11 mai 2019

Le grand complot




Je ne passerai pas par quatre chemins : courir un marathon est une des choses les plus inutiles qu’un humain puisse entreprendre, à part peut-être grimper au sommet du Kilimandjaro ou fabriquer son propre vin. Ceci dit, courir est un sport fantastique et il y a tout plein de bonnes raisons de le pratiquer. Le problème avec le marathon est qu'il s'agit d'une distance bien trop longue : courir 42,2 kilomètres sans s’arrêter prend un temps considérable (plus de quatre heures pour le commun des mortels) et, par conséquent, ne constitue pas une activité particulièrement bonne pour la santé. En effet, dans les jours suivants l’épreuve, le coureur souffrira notamment d’insuffisance rénale et d’arythmie cardiaque. Sans parler du fait que l’entraînement requis pour y arriver est si intense qu'il fera du futur marathonien un être monomaniaque, donc socialement répulsif.

Courir le marathon consiste surtout à s’entraîner à courir un marathon. C’est la préparation qui est bénéfique, l'épreuve elle-même n’en est que l’aboutissement. Cet entraînement signifie cinq mois de discipline, cinq mois à faire de l’exercice plusieurs fois par semaine, à porter attention à ce qu’on mange et à ce qu’on boit. On devient un guépard, un lévrier, une version à haute performance de soi-même, on accomplit des exploits dont on ne se savait pas capable, comme courir à moins vingt degrés ou boire une bière sans alcool.

Durant les trois mois qui précèdent l’épreuve, l’entraînement devient particulièrement intense et requiert un dévouement presque quotidien. C’est la période la plus difficile pour le marathonien en devenir : celle où il doit combattre le grand complot visant à l’empêcher d’arriver à son but.

Car, en effet, complot il y a.

L’hiver. La météo. Les froids polaires. Les tempêtes de neige et de verglas. Les trottoirs glacés. La pluie. Le stress du boulot. Les journées de travail qui finissent tard. Les pannes de métro. La vie sociale qui s’emballe. Les partys et les 5 à 7 qui se multiplient. L’ami qui vous sert un autre verre de vin. Les corvées. Le quotidien. L’entretien de la voiture. Le toit qu’il faut pelleter. Le manque de volonté et le pouvoir d’attraction du divan. La procrastination. Le blogue. Les projets d’écriture inutiles. La douceur du foyer, doux foyer. La fatigue. L’épuisement. Le système immunitaire bientôt affaibli et le rétrovirus taquin qui frappe. La blessure sournoise qui guette: le genou diva, le nerf sciatique qui tique, le tendon d’Achille architendu.

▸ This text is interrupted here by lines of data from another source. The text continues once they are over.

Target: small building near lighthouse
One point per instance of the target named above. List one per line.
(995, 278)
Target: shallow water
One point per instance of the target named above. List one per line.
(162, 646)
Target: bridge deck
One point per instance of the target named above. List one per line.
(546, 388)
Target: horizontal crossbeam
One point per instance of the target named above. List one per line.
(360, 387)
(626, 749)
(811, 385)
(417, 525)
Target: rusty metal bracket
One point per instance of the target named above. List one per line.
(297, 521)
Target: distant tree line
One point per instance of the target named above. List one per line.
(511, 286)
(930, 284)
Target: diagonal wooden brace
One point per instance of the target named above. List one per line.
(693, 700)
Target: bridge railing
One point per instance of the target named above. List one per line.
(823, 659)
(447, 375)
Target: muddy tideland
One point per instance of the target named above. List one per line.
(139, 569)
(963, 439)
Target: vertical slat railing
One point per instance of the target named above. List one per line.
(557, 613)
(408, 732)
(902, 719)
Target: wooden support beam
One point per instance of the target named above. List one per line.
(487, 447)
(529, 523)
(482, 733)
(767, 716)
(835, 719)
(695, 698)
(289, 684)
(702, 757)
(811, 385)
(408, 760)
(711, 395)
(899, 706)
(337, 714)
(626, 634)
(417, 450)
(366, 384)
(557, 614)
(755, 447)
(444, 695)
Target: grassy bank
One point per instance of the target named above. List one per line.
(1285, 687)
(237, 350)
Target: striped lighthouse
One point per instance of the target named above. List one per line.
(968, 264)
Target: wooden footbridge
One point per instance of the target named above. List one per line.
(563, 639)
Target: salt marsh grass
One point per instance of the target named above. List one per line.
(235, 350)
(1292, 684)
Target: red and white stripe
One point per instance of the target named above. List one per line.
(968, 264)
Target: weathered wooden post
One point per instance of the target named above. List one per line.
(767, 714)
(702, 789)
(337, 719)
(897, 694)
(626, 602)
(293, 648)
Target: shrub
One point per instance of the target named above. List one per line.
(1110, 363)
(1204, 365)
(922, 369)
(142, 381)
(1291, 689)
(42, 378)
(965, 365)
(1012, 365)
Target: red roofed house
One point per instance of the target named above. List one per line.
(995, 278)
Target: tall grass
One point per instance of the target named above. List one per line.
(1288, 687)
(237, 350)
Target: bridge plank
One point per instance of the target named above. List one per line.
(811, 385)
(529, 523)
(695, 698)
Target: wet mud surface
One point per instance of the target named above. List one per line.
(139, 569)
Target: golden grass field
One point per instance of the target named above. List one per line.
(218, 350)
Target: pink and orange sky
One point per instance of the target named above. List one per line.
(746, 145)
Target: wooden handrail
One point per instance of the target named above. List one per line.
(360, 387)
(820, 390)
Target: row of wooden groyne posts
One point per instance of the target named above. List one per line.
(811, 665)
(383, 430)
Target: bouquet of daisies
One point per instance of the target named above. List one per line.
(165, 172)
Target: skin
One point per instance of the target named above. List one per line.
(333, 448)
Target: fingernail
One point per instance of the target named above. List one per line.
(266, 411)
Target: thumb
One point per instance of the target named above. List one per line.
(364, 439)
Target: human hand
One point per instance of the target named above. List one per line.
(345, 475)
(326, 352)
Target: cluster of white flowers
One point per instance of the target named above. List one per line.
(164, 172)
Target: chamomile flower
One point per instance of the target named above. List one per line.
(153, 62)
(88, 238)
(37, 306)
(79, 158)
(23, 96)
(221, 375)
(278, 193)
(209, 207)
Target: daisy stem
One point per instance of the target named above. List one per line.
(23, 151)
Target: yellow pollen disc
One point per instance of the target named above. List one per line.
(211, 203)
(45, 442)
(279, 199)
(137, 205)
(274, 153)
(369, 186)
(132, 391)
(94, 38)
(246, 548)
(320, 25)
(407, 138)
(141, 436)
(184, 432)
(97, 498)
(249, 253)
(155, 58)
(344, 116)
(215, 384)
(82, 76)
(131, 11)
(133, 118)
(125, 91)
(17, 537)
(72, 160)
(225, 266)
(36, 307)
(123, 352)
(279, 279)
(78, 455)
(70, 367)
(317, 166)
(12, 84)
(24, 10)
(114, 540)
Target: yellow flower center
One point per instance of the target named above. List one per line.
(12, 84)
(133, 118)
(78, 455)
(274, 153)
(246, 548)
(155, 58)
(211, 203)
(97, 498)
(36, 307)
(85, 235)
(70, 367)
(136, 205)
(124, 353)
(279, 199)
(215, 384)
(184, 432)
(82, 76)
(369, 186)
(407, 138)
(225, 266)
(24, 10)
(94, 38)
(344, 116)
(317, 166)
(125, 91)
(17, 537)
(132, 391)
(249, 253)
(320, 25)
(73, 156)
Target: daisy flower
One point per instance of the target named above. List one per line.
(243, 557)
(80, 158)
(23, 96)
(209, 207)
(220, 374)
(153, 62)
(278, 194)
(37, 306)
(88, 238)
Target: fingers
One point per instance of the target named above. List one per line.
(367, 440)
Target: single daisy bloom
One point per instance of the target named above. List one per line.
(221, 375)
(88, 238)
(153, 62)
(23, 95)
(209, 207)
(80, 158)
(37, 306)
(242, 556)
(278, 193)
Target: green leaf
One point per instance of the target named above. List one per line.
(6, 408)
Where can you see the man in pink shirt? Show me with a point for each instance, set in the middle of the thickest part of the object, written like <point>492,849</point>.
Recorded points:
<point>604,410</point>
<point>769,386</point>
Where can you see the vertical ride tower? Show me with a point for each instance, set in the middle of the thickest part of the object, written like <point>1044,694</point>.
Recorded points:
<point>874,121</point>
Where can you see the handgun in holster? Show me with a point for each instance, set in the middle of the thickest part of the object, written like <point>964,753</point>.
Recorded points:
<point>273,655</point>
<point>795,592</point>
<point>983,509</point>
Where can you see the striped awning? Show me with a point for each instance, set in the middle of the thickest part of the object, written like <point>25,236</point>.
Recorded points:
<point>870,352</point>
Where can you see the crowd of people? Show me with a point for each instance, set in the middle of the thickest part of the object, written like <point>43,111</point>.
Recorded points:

Tout concourt à empêcher le coureur de suivre son programme d’entraînement à la lettre et toutes les personnes de son entourage font partie du complot sans le savoir.

On tente de composer avec ces mille et une contraintes, on devient un cheval dans une course à obstacle, on adapte le programme à la volée, on remplace un mardi soir par un mercredi soir, un jeudi soir par un vendredi matin, on se lève aussi tôt que possible la fin de semaine, tout ça en tentant de ne pas rogner sur le précieux temps de sommeil, primordial pour la récupération. Toutes ces considérations et tous ces aléas induisent de l’angoisse, on tente de sauver la chèvre et le chou, mais chaque fois qu’on se voit obligé de sacrifier une séance, on sent bien qu’on compromet le résultat de tous ces efforts, on constate avec amertume que ce plan d’entraînement n’est au fond qu’un château de carte qu’on essaie de construire en plein vent.

Le grand complot opère. On tente de l’ignorer. On reste dans sa bulle et on suit son programme autant que possible: on court, on mange, on dort. Il n’y a pas d’autre solution, il n’y a pas d’autre issue possible. Plus que deux semaines. Les jeux sont presque faits. Il faut maintenir la discipline jusqu’à la fin, éviter de trop se goinfrer et dormir, dormir autant que possible.

Il faut tenir tête au grand complot.